Blog - Embodying Truth

Priest: A Case of Identity Theft

Tuesday, August 26, 2014

Let’s say you’ve served as an accountant in the same office for five years. Imagine the comments (and those you’d never hear!) if you were to show up at work in a clerical collar. Whatever the remarks, they would all doubtless stem from your fellow workers’ association of the collar with a comparatively small group of people known as priests.

How small a group? It is difficult to pin down a number for Protestant bodies in which the clergy wear clerical collars. But in the U.S. Catholic Church, the priest-parishioner ratio is one priest for every 2,000 non-priests. A website, arguing in favor of such collars, says, ". . . if you dress like a minister, everyone will think you are one.”

The problem with that? If you don’t dress that way, no one will think of you as a minister. Which leaves the typical workplace without any ministers. Which seems to be a far cry from what Paul had in mind when he said church leaders are to "to prepare God's people for works of service [ministry]” (Eph. 4:12). Or, "for the work people who follow Christ must do” (UBS New Testament Handbook Series).

Further, Peter spoke of Christ-followers as being a "holy priesthood” and a "royal priesthood” (I Pet. 2:5, 9). This means God has called all believers into the priesthood. But rarely do those who labor in the work world think of themselves as priests. Why not? Because only a few decades after Peter wrote those words, a form of identity theft set in. That’s when Clement of Rome limited the priesthood to just a few.

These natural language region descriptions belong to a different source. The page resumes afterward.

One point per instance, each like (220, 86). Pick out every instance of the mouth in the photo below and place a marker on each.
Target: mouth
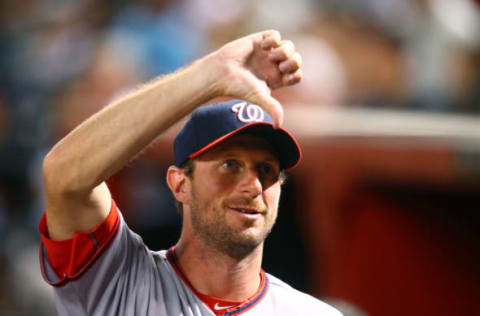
(248, 211)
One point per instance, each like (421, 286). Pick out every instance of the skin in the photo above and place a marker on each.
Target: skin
(240, 173)
(74, 171)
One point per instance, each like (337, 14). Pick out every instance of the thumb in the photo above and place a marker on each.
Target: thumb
(272, 106)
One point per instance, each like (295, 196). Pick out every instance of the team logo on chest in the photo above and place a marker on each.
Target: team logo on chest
(248, 113)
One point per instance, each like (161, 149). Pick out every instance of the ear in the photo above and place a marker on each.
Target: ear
(179, 184)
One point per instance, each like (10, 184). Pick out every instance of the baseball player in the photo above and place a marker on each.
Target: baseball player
(226, 176)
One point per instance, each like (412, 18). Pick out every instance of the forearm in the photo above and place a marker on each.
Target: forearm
(107, 141)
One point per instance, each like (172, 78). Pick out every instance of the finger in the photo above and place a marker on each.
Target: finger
(271, 39)
(292, 64)
(272, 106)
(292, 78)
(282, 52)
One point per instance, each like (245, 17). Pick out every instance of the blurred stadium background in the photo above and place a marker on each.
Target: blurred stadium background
(382, 217)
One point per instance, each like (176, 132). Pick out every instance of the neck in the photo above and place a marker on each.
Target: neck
(216, 274)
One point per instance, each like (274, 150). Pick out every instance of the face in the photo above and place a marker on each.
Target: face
(235, 194)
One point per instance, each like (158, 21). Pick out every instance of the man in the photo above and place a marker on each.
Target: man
(226, 177)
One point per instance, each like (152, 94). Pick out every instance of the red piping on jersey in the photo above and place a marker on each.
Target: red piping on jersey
(238, 308)
(100, 237)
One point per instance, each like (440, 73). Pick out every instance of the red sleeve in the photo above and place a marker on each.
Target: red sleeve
(69, 258)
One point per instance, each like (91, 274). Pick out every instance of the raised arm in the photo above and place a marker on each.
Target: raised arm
(75, 169)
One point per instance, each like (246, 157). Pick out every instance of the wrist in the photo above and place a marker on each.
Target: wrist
(211, 72)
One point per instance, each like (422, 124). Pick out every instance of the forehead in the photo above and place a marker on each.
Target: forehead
(241, 144)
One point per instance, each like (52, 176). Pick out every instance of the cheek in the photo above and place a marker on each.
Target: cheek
(212, 188)
(272, 196)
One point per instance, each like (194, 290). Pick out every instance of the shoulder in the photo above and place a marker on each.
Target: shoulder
(298, 302)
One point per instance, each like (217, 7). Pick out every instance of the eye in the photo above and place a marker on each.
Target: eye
(268, 170)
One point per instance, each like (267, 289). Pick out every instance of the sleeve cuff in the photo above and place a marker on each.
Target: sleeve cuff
(71, 258)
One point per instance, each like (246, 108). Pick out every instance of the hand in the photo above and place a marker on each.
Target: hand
(256, 64)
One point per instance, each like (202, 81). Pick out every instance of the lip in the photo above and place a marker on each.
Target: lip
(252, 212)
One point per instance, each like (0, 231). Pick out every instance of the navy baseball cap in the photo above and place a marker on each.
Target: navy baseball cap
(213, 124)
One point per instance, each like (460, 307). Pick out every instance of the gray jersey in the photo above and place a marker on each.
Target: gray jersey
(129, 279)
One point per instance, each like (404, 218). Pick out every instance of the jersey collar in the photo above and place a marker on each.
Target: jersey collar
(217, 305)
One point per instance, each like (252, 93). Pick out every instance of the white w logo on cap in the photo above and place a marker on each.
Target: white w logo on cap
(248, 113)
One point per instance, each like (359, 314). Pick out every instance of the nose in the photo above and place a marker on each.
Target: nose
(251, 183)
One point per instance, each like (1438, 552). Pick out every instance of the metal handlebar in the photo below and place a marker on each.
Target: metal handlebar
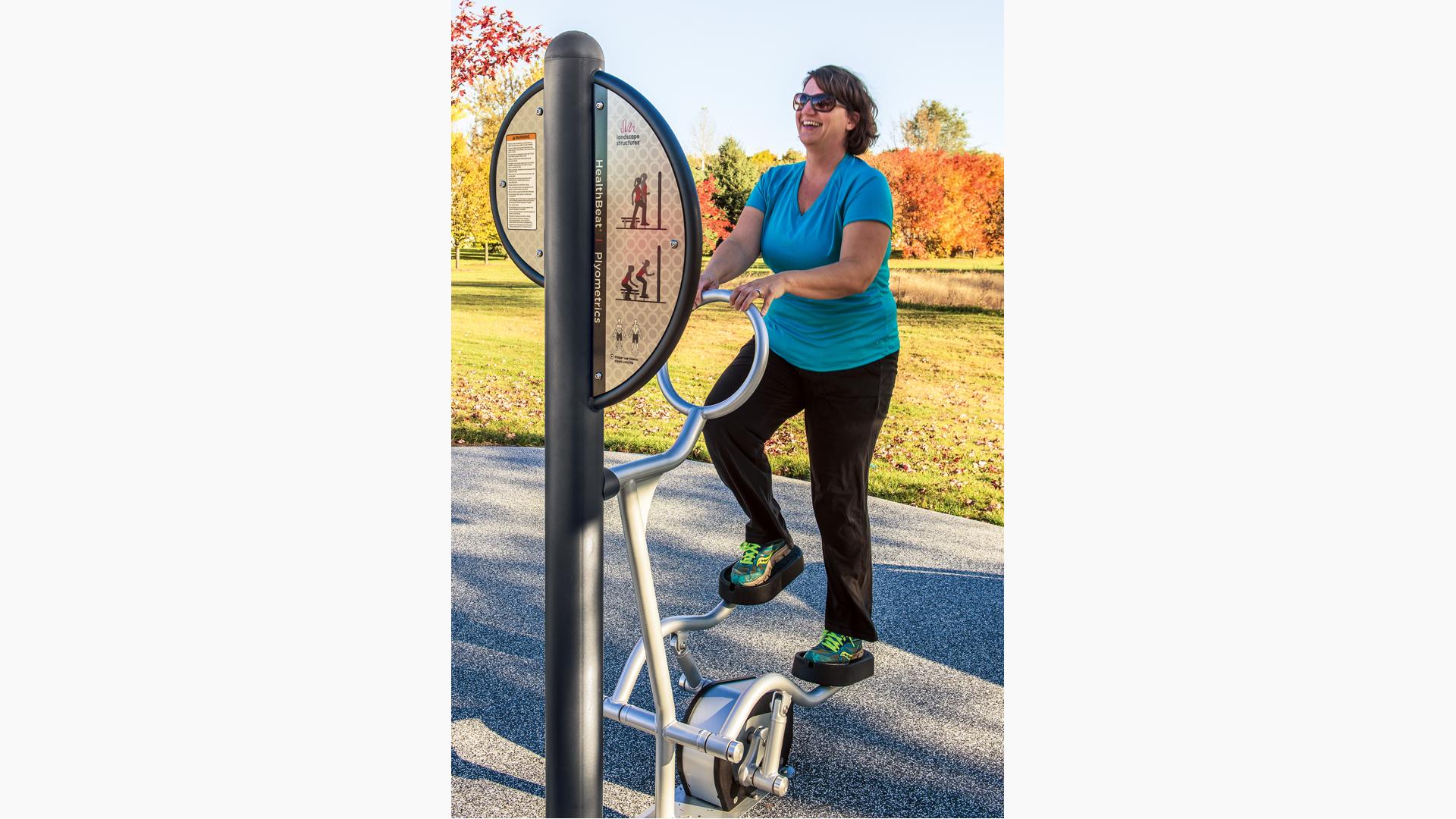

He began using Old Covenant labels, like "high priest,” "priest,” and "Levite,” for church leaders. "Laymen” for everyone else. New Testament writers had never used such titles within the church.

More than 1,400 years later, Martin Luther saw the identity theft for what it was. He said, "All Christians are priests, and all priests are Christians,” and, "All Christians are alike priests.” If all believers share in this identity, how should they exercise their priesthood?

Simply stated, priests serve by: (1) representing God before people, and (2) representing people before God. How do these two roles apply in the workplace? First, as you live out the fruit of the Spirit in your actions, reactions, attitudes, and speaking, you represent God before your coworkers. Second, as you get to know others in your working network (and their needs) you can pray for them, representing them before the throne of God. If you do those things, your work becomes a major part of your priestly service.

Sadly, Clement’s "layperson” identity—contributing to the sacred-secular divide—still persists. A contemporary website on clergy clothing says: "A business suit in our opinion is completely inappropriate, because it is worldly.” And, "A business suit says, ‘Money.’”

According to one estimate, evangelical believers in the U.S. may number 100 million. Perhaps half of them are in the labor force. How would it change our culture if all 50 million were to reclaim—and act on—their biblical identity as priests (even if wearing business attire)?

Comments (4)

Christian Overman (8/26/2014 11:00:28 AM)
Great way to say it, Larry.
John Clum (8/26/2014 11:23:54 AM)
Good reminder, Larry. A creative way to make the point. Sort of flies in the face of our mentality of being proud to be a "layman"
Prudence Lewis-Bhola (8/26/2014 12:07:04 PM)
This is creative work and powerfully uplifting for work-place believers.
Thank you for using your gift of writing so creatively Dr Peabody.
Todd Michero (8/27/2014 2:22:18 PM)
A key to recapturing one's identity is to remember where it comes from and the purpose for which it was given. Thanks for "embodying truth" that releases Christ's follower's and validates their priestly role of representing God before people, and representing people before God in the workplace.